Now, back to the food: Detroit-style pizza has a distinctive focaccia-like crust and square shape, because, as the legend goes, the pizzas were originally made in steel automotive-parts pans. The crust is about an inch thick, yet light, airy and crisp, but with a slight chew. Cheese blends are common, with Wisconsin block and mozzarella being R Town’s preferred mix. The cheese is put directly onto the dough, followed by the toppings—and then, finally, the sauce is applied in a “racing stripe” pattern, in honor of Detroit being Motor City.
R Town’s top three pies are the Three One Three, a “ubiquitous Detroit-style” double pepperoni pie; The Motown, R Town’s version of a supreme pizza; and the Alex Murphy, a spicy meat pizza named after the Robocop character. Non-pizza favorites include the garlic cheese bread, meatballs, and the Pterosaur wings: one-pound confit-style turkey wings cooked for 10 hours with a choice of sauce.
Kinney said all of the dough, bread, sauces and dressings—plus even the vegan cheese—is made in-house. (Yes, R Town also has vegetarian and vegan options.) Kinney and crew also try to minimize waste and packaging, using boxes that fit the Detroit-style pie’s unique shape.
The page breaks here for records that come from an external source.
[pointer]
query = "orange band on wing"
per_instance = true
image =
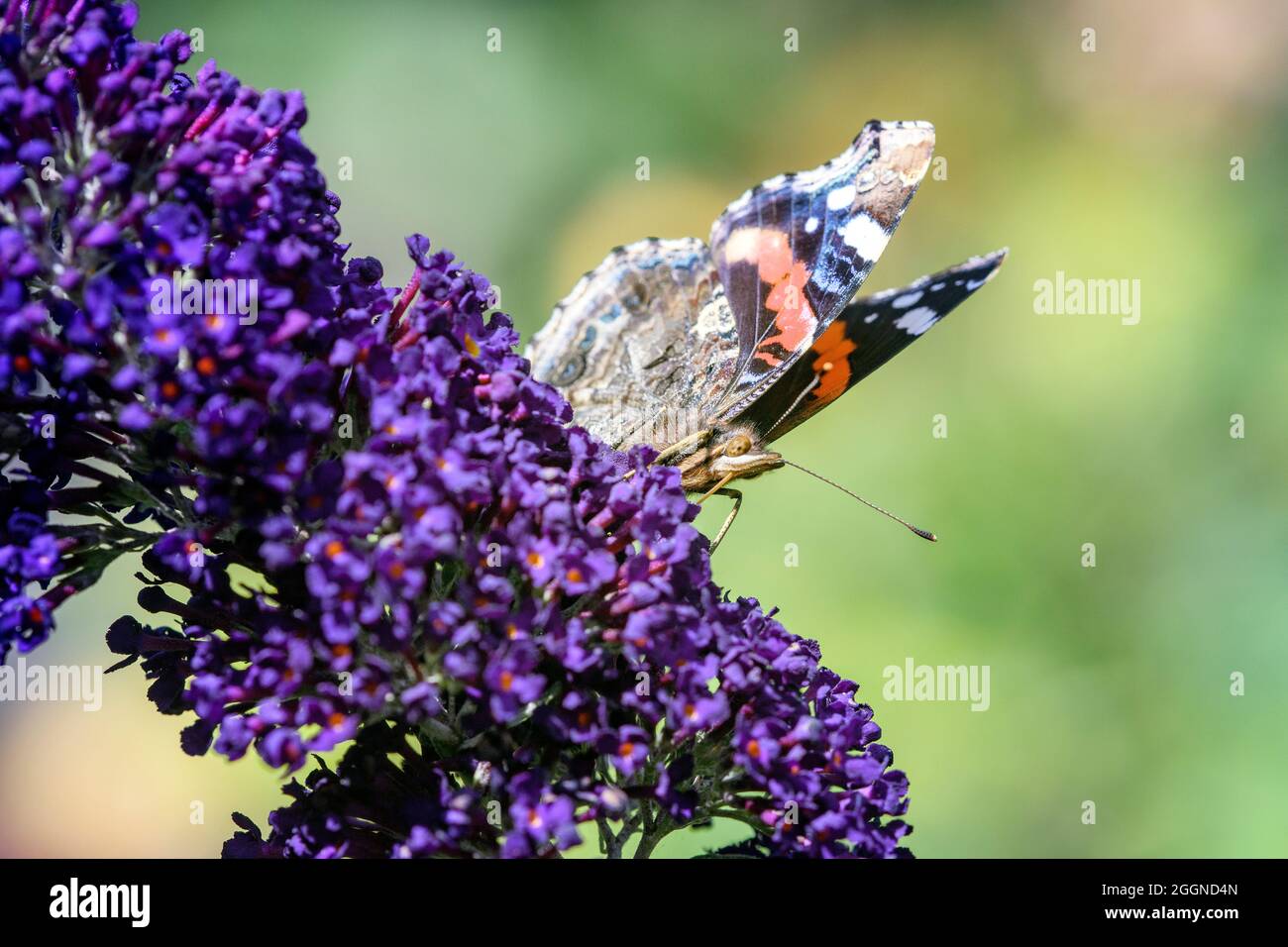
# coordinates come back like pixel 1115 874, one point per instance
pixel 832 364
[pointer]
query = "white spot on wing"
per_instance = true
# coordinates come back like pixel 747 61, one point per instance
pixel 917 321
pixel 864 236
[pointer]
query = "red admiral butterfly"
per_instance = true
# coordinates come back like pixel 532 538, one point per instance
pixel 711 355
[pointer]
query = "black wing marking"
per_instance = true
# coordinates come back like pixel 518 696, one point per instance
pixel 868 334
pixel 793 252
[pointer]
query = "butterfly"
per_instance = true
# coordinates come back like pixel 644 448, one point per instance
pixel 711 352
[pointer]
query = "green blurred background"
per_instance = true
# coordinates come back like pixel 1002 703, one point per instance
pixel 1109 684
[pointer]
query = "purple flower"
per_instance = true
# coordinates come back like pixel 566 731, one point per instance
pixel 376 530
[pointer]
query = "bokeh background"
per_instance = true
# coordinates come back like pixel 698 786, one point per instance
pixel 1109 684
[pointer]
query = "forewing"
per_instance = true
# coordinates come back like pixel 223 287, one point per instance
pixel 640 343
pixel 868 334
pixel 793 252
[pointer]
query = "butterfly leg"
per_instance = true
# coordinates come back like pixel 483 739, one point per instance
pixel 724 528
pixel 737 501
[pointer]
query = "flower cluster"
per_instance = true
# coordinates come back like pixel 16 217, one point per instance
pixel 361 518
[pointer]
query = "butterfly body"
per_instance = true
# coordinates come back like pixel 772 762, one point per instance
pixel 709 352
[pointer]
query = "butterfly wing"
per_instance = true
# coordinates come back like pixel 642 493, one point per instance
pixel 642 343
pixel 868 334
pixel 793 252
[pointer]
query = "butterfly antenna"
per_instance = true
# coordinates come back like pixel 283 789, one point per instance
pixel 923 534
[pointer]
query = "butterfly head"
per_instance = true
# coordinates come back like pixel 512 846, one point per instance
pixel 729 453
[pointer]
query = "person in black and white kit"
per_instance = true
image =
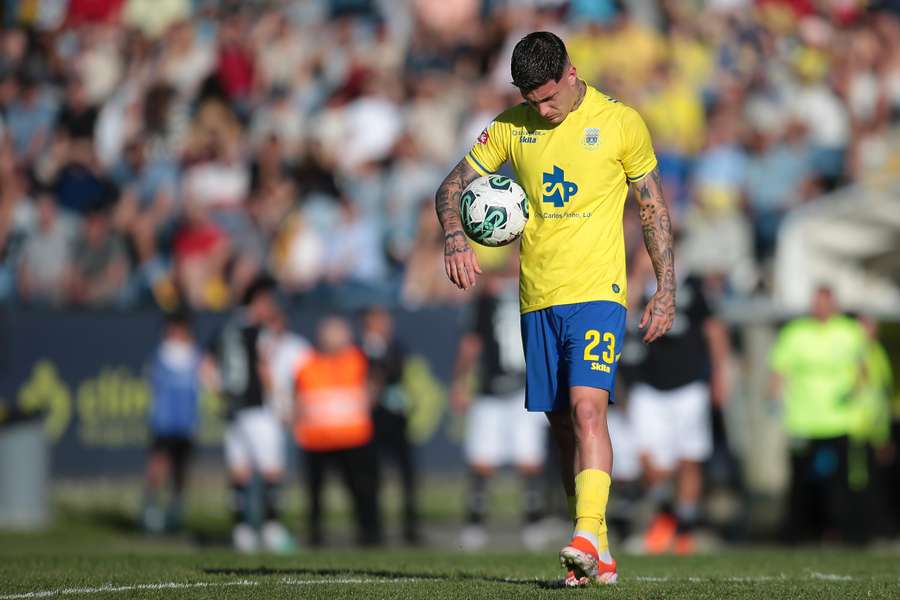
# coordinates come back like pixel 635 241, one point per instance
pixel 672 385
pixel 498 431
pixel 254 439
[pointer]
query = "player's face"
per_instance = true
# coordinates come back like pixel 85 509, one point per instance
pixel 554 100
pixel 824 304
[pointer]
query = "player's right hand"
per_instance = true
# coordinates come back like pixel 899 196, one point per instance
pixel 459 260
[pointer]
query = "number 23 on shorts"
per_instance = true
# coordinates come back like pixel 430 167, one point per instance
pixel 594 338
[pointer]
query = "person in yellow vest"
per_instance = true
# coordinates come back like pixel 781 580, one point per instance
pixel 818 364
pixel 872 453
pixel 333 427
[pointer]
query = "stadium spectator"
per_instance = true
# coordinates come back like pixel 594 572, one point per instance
pixel 333 427
pixel 42 267
pixel 387 362
pixel 383 113
pixel 673 384
pixel 254 441
pixel 99 263
pixel 174 379
pixel 816 385
pixel 490 364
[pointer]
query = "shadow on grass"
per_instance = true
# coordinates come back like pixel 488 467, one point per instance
pixel 385 574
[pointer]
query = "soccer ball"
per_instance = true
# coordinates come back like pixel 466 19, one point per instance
pixel 494 210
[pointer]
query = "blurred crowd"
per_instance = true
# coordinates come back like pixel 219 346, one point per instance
pixel 152 150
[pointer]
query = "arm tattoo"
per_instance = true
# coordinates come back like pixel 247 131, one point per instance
pixel 447 198
pixel 657 228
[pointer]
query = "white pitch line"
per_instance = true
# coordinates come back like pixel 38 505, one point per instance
pixel 170 585
pixel 176 585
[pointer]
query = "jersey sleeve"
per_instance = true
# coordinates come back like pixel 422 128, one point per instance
pixel 637 156
pixel 491 149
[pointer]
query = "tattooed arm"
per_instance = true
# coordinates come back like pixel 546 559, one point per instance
pixel 459 259
pixel 657 228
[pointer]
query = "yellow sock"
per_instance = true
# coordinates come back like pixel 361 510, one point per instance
pixel 592 494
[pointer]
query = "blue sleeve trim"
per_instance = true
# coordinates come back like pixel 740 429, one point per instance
pixel 480 166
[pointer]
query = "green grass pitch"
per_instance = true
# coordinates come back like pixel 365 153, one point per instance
pixel 83 564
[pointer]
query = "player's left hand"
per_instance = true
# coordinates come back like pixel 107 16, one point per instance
pixel 658 316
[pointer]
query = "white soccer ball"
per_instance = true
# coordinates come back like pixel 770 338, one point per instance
pixel 494 210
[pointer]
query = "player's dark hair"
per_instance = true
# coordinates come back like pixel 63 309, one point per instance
pixel 537 58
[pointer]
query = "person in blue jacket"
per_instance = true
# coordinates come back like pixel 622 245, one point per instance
pixel 173 375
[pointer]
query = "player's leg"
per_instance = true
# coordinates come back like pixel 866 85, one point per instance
pixel 593 332
pixel 155 475
pixel 528 450
pixel 562 430
pixel 393 442
pixel 546 390
pixel 484 451
pixel 653 418
pixel 691 406
pixel 359 469
pixel 315 464
pixel 403 451
pixel 268 448
pixel 240 472
pixel 180 457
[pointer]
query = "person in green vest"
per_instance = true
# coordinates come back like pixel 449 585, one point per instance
pixel 818 367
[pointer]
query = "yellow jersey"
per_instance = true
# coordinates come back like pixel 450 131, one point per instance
pixel 576 177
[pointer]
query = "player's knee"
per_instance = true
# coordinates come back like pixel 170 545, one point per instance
pixel 588 414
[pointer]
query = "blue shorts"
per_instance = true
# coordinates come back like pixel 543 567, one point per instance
pixel 568 345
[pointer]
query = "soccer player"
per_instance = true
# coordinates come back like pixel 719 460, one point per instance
pixel 672 389
pixel 497 430
pixel 254 440
pixel 174 378
pixel 576 152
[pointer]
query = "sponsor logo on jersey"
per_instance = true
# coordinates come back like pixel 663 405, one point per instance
pixel 558 191
pixel 591 139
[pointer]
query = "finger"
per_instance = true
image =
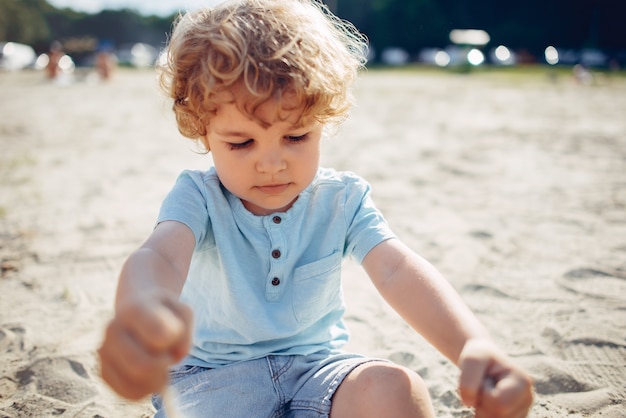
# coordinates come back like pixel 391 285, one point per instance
pixel 129 360
pixel 158 327
pixel 473 372
pixel 511 396
pixel 124 385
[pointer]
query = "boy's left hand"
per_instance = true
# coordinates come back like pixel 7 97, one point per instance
pixel 491 383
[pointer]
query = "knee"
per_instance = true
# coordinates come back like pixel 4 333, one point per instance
pixel 390 380
pixel 394 389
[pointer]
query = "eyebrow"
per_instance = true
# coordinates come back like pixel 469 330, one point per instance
pixel 242 134
pixel 232 134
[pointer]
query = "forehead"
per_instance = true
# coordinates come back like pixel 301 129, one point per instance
pixel 238 99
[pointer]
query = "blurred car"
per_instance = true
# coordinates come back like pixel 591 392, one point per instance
pixel 137 55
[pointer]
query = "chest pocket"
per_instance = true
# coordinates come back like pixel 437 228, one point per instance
pixel 317 288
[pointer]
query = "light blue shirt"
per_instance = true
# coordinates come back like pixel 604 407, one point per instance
pixel 262 285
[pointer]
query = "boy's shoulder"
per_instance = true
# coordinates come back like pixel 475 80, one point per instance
pixel 330 175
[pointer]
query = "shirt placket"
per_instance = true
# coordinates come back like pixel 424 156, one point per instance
pixel 275 280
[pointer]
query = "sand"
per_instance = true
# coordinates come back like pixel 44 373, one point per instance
pixel 513 185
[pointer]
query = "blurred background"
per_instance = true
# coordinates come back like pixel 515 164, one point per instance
pixel 75 34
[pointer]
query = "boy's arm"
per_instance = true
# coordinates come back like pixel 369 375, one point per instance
pixel 162 262
pixel 151 329
pixel 489 382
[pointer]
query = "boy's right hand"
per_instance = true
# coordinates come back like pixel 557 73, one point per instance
pixel 146 336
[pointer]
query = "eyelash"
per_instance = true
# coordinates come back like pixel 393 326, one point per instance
pixel 246 144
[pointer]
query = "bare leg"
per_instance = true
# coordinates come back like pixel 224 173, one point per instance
pixel 380 389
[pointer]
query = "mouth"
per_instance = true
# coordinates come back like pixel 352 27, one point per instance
pixel 273 188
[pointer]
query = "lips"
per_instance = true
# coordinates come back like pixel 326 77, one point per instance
pixel 273 188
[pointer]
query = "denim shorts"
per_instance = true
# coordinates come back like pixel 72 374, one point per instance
pixel 269 387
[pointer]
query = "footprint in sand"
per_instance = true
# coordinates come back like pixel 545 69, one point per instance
pixel 603 284
pixel 11 339
pixel 60 378
pixel 583 365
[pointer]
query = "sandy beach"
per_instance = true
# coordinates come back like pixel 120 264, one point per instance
pixel 513 185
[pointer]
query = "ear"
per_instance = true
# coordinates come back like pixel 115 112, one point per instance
pixel 204 140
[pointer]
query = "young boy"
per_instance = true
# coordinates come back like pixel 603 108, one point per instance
pixel 237 291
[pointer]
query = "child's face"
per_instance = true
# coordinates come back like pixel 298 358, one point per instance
pixel 265 165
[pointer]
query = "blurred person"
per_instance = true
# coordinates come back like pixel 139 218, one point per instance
pixel 54 57
pixel 105 61
pixel 235 298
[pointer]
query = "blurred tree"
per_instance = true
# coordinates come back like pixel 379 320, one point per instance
pixel 22 21
pixel 412 25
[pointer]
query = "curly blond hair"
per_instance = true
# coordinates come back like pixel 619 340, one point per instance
pixel 272 47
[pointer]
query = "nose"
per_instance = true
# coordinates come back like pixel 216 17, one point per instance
pixel 271 161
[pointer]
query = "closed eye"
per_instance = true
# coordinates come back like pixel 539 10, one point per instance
pixel 239 145
pixel 297 138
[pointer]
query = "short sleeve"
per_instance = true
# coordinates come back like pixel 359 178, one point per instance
pixel 186 203
pixel 366 225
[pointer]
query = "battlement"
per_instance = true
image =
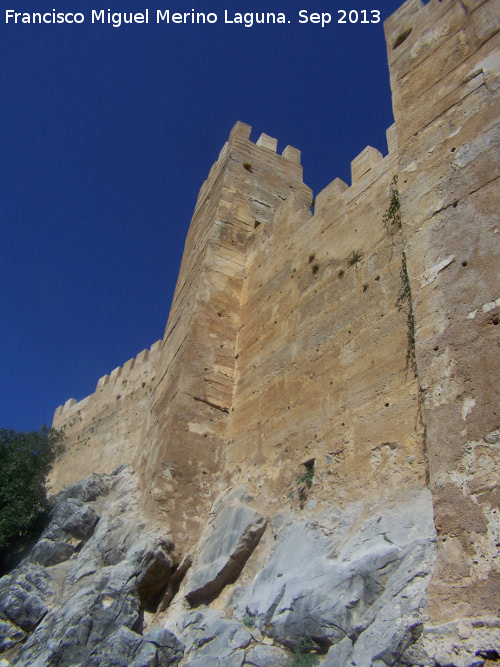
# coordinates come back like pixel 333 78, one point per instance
pixel 72 406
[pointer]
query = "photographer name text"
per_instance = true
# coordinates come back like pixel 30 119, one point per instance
pixel 166 16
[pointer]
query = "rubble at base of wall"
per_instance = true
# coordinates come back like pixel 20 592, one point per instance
pixel 345 588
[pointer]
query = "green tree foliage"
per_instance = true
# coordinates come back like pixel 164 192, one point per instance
pixel 25 461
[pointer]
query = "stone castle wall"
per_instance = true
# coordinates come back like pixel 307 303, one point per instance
pixel 290 340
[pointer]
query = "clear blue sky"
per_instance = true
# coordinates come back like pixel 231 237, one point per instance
pixel 107 135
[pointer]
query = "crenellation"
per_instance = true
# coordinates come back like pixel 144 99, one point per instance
pixel 392 139
pixel 265 141
pixel 102 382
pixel 115 374
pixel 292 154
pixel 69 403
pixel 364 162
pixel 330 195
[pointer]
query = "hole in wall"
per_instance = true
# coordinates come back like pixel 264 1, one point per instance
pixel 401 38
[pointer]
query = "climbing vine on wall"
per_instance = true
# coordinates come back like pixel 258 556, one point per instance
pixel 392 217
pixel 404 303
pixel 392 224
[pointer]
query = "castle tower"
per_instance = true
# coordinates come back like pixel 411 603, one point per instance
pixel 444 61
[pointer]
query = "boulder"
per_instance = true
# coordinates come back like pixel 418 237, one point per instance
pixel 328 580
pixel 229 539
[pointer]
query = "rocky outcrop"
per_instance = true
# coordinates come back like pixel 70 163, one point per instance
pixel 230 538
pixel 80 596
pixel 332 586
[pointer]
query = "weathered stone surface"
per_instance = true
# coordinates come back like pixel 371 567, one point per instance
pixel 367 584
pixel 339 654
pixel 74 611
pixel 267 656
pixel 231 536
pixel 25 594
pixel 50 552
pixel 10 634
pixel 125 648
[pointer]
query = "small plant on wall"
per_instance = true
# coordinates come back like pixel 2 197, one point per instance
pixel 404 303
pixel 305 654
pixel 355 257
pixel 304 481
pixel 392 217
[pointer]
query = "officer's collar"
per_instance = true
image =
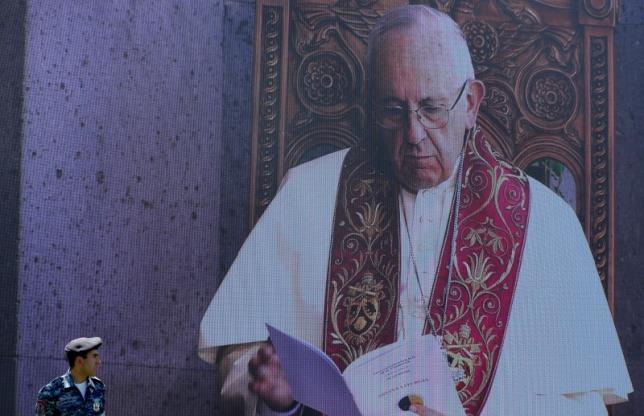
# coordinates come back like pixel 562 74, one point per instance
pixel 68 380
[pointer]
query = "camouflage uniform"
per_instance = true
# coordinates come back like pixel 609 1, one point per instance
pixel 62 398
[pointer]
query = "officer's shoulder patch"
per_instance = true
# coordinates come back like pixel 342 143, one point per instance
pixel 40 408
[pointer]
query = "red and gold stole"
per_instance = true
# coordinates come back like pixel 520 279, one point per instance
pixel 364 265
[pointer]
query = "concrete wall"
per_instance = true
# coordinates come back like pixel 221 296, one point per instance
pixel 629 284
pixel 120 196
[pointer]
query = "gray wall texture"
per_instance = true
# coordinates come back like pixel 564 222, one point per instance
pixel 119 200
pixel 129 172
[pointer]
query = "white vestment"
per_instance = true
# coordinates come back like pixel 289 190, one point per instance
pixel 561 354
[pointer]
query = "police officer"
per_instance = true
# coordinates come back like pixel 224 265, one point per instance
pixel 78 392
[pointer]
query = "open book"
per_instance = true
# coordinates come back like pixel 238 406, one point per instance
pixel 381 382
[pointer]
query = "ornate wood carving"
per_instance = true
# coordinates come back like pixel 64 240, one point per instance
pixel 267 145
pixel 547 66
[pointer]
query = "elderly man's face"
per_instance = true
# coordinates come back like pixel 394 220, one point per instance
pixel 413 71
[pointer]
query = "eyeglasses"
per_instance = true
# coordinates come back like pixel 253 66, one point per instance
pixel 392 117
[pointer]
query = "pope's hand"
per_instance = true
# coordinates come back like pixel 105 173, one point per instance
pixel 268 380
pixel 424 411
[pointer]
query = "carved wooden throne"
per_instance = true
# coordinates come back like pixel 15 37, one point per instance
pixel 549 105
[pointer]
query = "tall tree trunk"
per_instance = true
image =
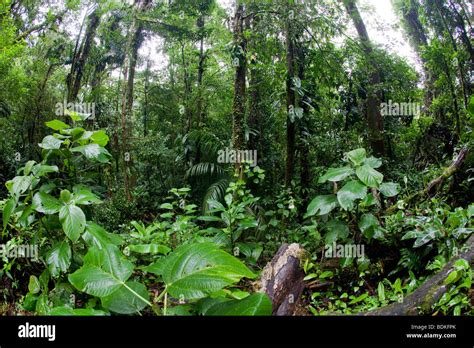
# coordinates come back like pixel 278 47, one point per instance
pixel 239 61
pixel 374 117
pixel 417 35
pixel 305 174
pixel 199 104
pixel 135 38
pixel 74 78
pixel 254 119
pixel 290 103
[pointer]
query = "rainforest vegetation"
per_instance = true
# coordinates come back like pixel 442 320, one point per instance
pixel 239 157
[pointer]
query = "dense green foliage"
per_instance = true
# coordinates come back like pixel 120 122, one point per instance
pixel 116 123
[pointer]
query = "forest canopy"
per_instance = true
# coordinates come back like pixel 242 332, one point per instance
pixel 244 157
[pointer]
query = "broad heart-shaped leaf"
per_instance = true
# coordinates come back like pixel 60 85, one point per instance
pixel 57 125
pixel 93 152
pixel 194 271
pixel 46 204
pixel 104 271
pixel 19 184
pixel 336 174
pixel 321 205
pixel 373 162
pixel 59 258
pixel 349 193
pixel 254 305
pixel 28 166
pixel 83 196
pixel 41 169
pixel 389 189
pixel 95 235
pixel 66 311
pixel 125 300
pixel 73 221
pixel 369 176
pixel 427 236
pixel 336 229
pixel 370 226
pixel 100 137
pixel 50 143
pixel 357 156
pixel 149 249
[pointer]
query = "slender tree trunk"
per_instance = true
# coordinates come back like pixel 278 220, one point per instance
pixel 305 174
pixel 199 104
pixel 239 61
pixel 79 61
pixel 416 32
pixel 290 103
pixel 374 117
pixel 135 38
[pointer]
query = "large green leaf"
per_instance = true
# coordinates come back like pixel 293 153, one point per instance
pixel 66 311
pixel 73 221
pixel 253 305
pixel 336 230
pixel 125 299
pixel 196 270
pixel 41 169
pixel 370 226
pixel 57 125
pixel 59 258
pixel 104 271
pixel 149 249
pixel 95 235
pixel 349 193
pixel 93 152
pixel 369 176
pixel 100 137
pixel 83 196
pixel 373 162
pixel 19 184
pixel 389 189
pixel 50 143
pixel 46 204
pixel 357 156
pixel 321 205
pixel 336 174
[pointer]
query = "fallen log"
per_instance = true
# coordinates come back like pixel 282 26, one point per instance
pixel 422 299
pixel 434 185
pixel 282 279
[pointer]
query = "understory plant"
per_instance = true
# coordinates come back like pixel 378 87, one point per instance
pixel 88 270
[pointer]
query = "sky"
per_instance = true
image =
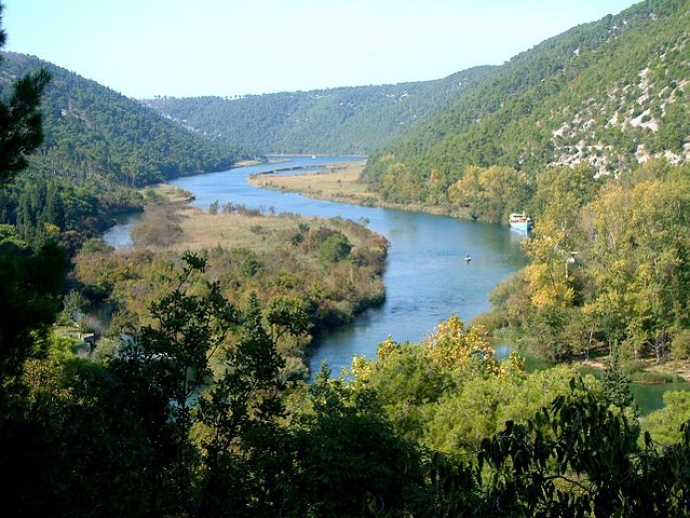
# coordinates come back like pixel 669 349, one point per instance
pixel 190 48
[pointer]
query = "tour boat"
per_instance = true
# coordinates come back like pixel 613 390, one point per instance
pixel 520 222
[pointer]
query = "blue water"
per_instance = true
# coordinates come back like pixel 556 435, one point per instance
pixel 427 278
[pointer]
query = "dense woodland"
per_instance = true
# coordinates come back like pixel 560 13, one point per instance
pixel 346 120
pixel 98 147
pixel 194 403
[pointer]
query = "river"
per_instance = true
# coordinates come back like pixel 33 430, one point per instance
pixel 427 278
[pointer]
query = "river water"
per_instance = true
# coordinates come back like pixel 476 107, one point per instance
pixel 427 278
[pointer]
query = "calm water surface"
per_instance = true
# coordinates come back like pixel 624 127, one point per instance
pixel 427 278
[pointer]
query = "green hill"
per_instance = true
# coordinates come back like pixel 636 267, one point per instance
pixel 98 146
pixel 347 120
pixel 611 94
pixel 94 133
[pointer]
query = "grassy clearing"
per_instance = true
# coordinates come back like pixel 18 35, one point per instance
pixel 338 182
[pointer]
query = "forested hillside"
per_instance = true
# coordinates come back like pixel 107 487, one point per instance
pixel 609 94
pixel 98 146
pixel 347 120
pixel 92 131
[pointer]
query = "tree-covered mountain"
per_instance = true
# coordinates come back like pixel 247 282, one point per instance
pixel 93 133
pixel 610 94
pixel 346 120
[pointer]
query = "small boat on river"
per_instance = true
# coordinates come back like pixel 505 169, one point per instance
pixel 520 222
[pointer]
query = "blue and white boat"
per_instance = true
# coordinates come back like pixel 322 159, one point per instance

Despite the stress and setbacks, Kinney said he’s treated it all as a learning experience. He chooses to focus on the positive and feels great satisfaction seeing his customers and employees happy and enjoying themselves. He said he still has much work to do to stabilize the business, but he has high hopes for what is to come.
“This is a future for my kids. I want to build something that I can leave them, because I have to think about that stuff,” Kinney said. “I want my employees to grow and be happy.”
He said he also thinks about opening other locations in the future and creating ownership options for his employees. He loves the idea of all of his franchisees being people who have worked for R Town.
“I just hope we build something that is beautiful and resonates with (employees), and that they’re happy with, and that they’re happy to come in and do every day,” Kinney said. “Really, that’s it. That’s all I can ask for.”